Part 29 Redneck
The winter is officially fading. But the skies are raining and it’s too early for Spring; anything goes for weather as March arrives. And I still feel the chill of the previous month all through my body. The pain and discomfort and redness in my neck intensify, as does the fatigue. I respond by taking more pills. On top of that, Bree now has strep throat. Sorry, but one sick person at a time is all this family can accommodate. You must wait your turn. The next morning is brighter but still cold. I discuss with my doctor having another round of chemotherapy. The radiation machine is down and I must wait even longer for treatment. But after I finally get home and have lunch I lie back and relax, appreciating this healing place called home.
The next morning, clear and frosty again, finds everyone in the house sick; Becah and Brooke are throwing up while Bree endures the end of her bout with strep. I drive to treatment feeling somewhat lucky by comparison. The Rolling Stones are singing to me on my drive and as I listen to their lyrics for a change I am amazed at how many of their songs are downright disrespectful to women. Have I never noticed this before? Or am I just now more sensitive to these words now that the women in my life are suffering?
I soon return to Tomball for an intermittent round of chemo, back to the room filled with IV poles. Abe, the male nurse, assists me during chemotherapy. When another nurse asks for alcohol, he asks, “which kind? Jack? Or Patron?”. My eyes glaze over as I watch what truly appears to be “the great wasteland”(TV). Meryl vs. Sandra at the Oscars (who cares, since the awards are all politics anyway?).
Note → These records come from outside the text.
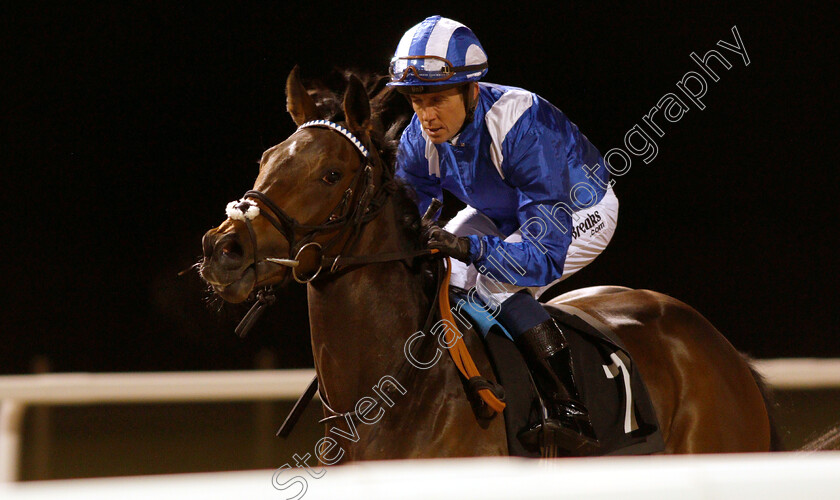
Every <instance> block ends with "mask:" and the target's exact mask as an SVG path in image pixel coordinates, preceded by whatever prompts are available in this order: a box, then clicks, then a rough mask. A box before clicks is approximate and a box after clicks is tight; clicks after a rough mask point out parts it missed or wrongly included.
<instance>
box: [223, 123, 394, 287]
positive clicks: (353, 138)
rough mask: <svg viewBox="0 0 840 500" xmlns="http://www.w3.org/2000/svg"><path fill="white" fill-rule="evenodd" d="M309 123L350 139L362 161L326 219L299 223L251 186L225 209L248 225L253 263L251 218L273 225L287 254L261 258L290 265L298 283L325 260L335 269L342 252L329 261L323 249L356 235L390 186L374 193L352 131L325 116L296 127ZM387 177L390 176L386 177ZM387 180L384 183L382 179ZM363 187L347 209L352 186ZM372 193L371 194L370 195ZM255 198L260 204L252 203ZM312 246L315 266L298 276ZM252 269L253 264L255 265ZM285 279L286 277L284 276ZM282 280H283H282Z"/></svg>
mask: <svg viewBox="0 0 840 500" xmlns="http://www.w3.org/2000/svg"><path fill="white" fill-rule="evenodd" d="M310 127H319V128H326V129H329V130H333V131H335V132H336V133H338V134H340V135H341V136H342V137H344V138H346V139H347V140H348V141H350V143H351V144H353V146H354V147H355V148H356V150H357V151H358V152H359V154H360V155H361V157H362V162H363V165H362V167H361V168H360V169H359V170H357V171H356V174H355V175H354V176H353V181H352V182H351V186H350V187H349V188H348V189H347V190H346V191H345V192H344V196H342V198H341V201H339V202H338V204H337V205H336V206H335V208H333V210H332V211H331V212H330V215H329V216H327V218H326V220H325V221H324V222H323V223H321V224H317V225H312V224H301V223H300V222H299V221H298V220H296V219H295V218H294V217H292V216H290V215H289V214H287V213H286V212H285V211H284V210H283V209H282V208H280V207H278V206H277V205H276V204H275V203H274V202H273V201H271V199H269V197H268V196H266V195H265V194H264V193H262V192H260V191H257V190H251V191H248V192H246V193H245V196H243V197H242V198H241V199H240V200H238V201H232V202H230V203H228V206H227V209H226V213H227V216H228V217H229V218H231V219H232V220H239V221H242V222H244V223H245V226H246V227H247V228H248V234H249V235H250V238H251V244H252V247H253V250H254V265H255V266H256V265H257V264H258V263H259V261H260V259H259V258H258V256H257V239H256V233H255V232H254V228H253V226H252V224H251V221H252V220H253V219H255V218H256V217H257V216H259V215H262V216H263V217H265V218H266V220H268V222H269V223H271V225H272V226H274V228H275V229H277V231H279V232H280V234H282V235H283V237H284V238H285V239H286V241H287V242H288V243H289V258H274V257H266V258H264V259H263V260H265V261H267V262H271V263H274V264H279V265H282V266H287V267H290V268H291V273H290V276H291V277H292V278H294V280H295V281H297V282H298V283H308V282H310V281H312V280H314V279H315V278H316V277H317V276H318V275H319V274H320V273H321V271H322V269H323V268H324V265H325V264H327V265H329V267H330V270H331V271H333V272H334V271H336V270H337V268H338V259H339V257H340V254H341V253H342V252H339V255H338V256H336V257H335V258H334V259H333V260H332V262H330V261H328V260H327V259H326V258H325V253H326V252H327V251H329V250H330V249H331V248H332V247H333V246H335V244H336V243H337V242H338V241H339V240H340V239H341V238H342V237H343V236H346V235H348V234H349V237H348V238H347V240H345V245H344V247H343V248H342V251H343V250H346V249H348V247H349V246H351V245H352V243H354V241H353V240H355V238H356V237H358V230H359V228H360V226H361V225H362V224H364V223H365V222H368V221H369V220H372V219H373V218H374V217H375V215H376V214H377V213H378V211H379V209H381V207H382V206H383V205H384V201H385V199H386V198H387V197H388V196H389V195H390V193H391V192H393V189H388V188H385V186H383V187H382V188H380V189H379V191H378V192H376V193H374V189H375V188H374V185H373V165H372V163H371V154H370V152H369V151H368V149H367V148H366V147H365V146H364V144H362V142H361V141H360V140H359V139H358V138H357V137H356V136H355V135H353V134H352V133H351V132H350V131H349V130H347V129H346V128H344V127H342V126H341V125H338V124H337V123H334V122H330V121H327V120H313V121H310V122H306V123H304V124H303V125H301V126H300V127H298V130H302V129H304V128H310ZM388 180H389V181H390V180H391V179H388ZM386 184H387V183H386ZM362 187H363V188H364V189H363V191H362V193H361V195H360V196H358V197H357V199H356V203H355V206H354V207H353V208H351V209H348V206H349V204H350V203H351V200H352V198H353V193H354V190H359V189H360V188H362ZM374 195H375V196H374ZM254 200H257V201H259V202H260V204H261V206H260V205H258V204H257V203H256V201H254ZM327 232H337V234H336V235H335V236H334V237H332V238H331V239H330V240H329V241H328V242H326V243H324V244H323V245H322V244H321V243H319V242H317V241H314V238H315V237H316V236H318V235H319V234H321V233H327ZM300 233H305V234H304V236H303V237H301V238H300V239H297V234H300ZM310 247H312V248H314V249H316V250H317V251H318V253H319V256H320V259H319V260H320V262H319V265H318V268H317V270H316V271H315V272H314V273H312V274H311V275H310V276H307V277H301V276H300V275H299V274H298V271H297V267H298V266H299V265H300V260H299V259H300V256H301V254H302V253H303V251H304V250H306V249H307V248H310ZM255 271H256V267H255ZM287 279H288V278H287ZM282 284H285V282H284V283H282Z"/></svg>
Then we get Jessica Simpson complaining to Oprah that singer John Mayer said she (Jessica) was great in bed. Tiger Woods is supposedly getting more respect because his approval rating is up to 22%, and compared to other womanizers like Charlie Sheen that is good.(?) Then I get yet another drug commercial for improving some malady with a rattled off list of side effects that would frighten anyone. But at least such nonsense distracts me from real tragedies going on in the world....
Back at the Kingwood center one shiny morning, I step out of my car, wrapping the scarf cautiously around my neck. The wind is bracing, and I briskly stride for the warmth of the inside. I stop in the bathroom before entering the doctor’s office. Unwrapping the scarf I bring myself to look closely at my neck, flinching as I do so. It is relentlessly red, with what appears to be burn marks with white streaks of pus seeping through. I dab them tentatively with wet paper towels. For the last week my neck has looked like this, not just sunburned but desert sunburned. I remember a young Clint Eastwood in “The Good, the Bad, and the Ugly”, where Eli Wallach dragged him mercilessly across arid sands – afterward, Clint’s face looked a lot like my neck looks now. Immediately after each treatment I have applied Aquafor to my neck, an ointment that must really be morphine in a tube, because it instantly takes away the stinging pain. (Let me stop now and do a brief commercial and give my testimonial to this wonder drug). But prior to radiation, I can have no lotions whatsoever on my neck – doctor’s command – as they may interfere with the radiation’s ability to penetrate my skin. So I must lightly dab away the burning sensation and try to make myself more presentable, then cautiously re-wrap my neck, before walking in the office.
Each time I come here and sign in, I look around the room. I see so many tortured looking souls, waiting to see a doctor, hoping for someone to give them some good news, to remove their afflictions, or at least make their lives more bearable. I wonder if I appear as pathetic to them as they do to me.